ときの忘れもの・拾遺

 


第3回ギャラリーコンサートに寄せて


今もあるのかどうか分かりませんが、小学校や中学校の音楽室には、作曲家達の額装された肖像画が何枚も飾られていました。音楽室に行くと光る目に睨まれて怖い思いをしたものです。クラシック音楽が嫌いになってしまった人は、あの肖像画が原因の一つかもしれません。そのこととは逆に、子供の頃の刷り込みが効果絶大なのでしょう、日本のクラシックコンサートではあの肖像画の作曲家ばかりが演奏される傾向にあるのではないでしょうか。いわゆるバブル期に作られた立派なコンサートホールで興行を成功させようと思えば、誰もが知っている作曲家の曲を選ぶのが当然です。ベートーベン、ブラームス、チャイコフスキー、時々マーラーやブルックナー。編成の大きなオーケストラ曲をプログラムに加えないと、オケの団員が暇になってしまうという事情もあるでしょう。

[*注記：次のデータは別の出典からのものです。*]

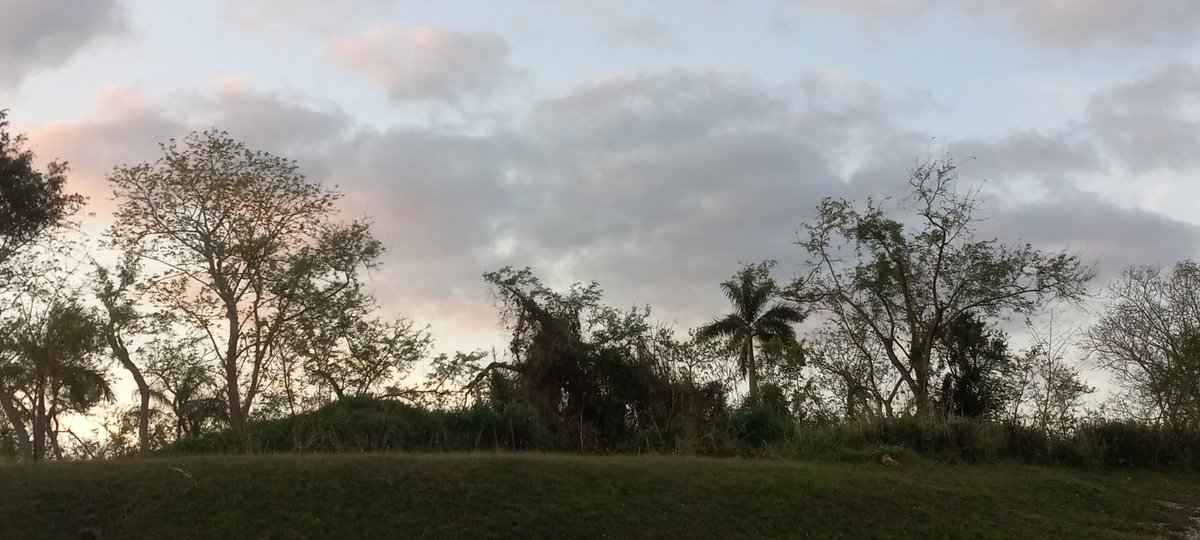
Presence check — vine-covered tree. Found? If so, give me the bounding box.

うろ覚えながら断言出来るのは、クルターク、ヒンデミット、ルトスワフスキ、彼らの肖像画は音楽室には無かったことです。彼ら3人の名前を聞いて、どんな容貌の方々なのか、それぞれどんな曲を作曲したのか直ちに思い起こせる人は、日本では明らかに少数派です。その知られざる作曲家達が、肖像画の代表選手、顔だけは誰でも知っている大バッハの曲に挟まれて、どんな表情を見せてくれるか、乞うご期待。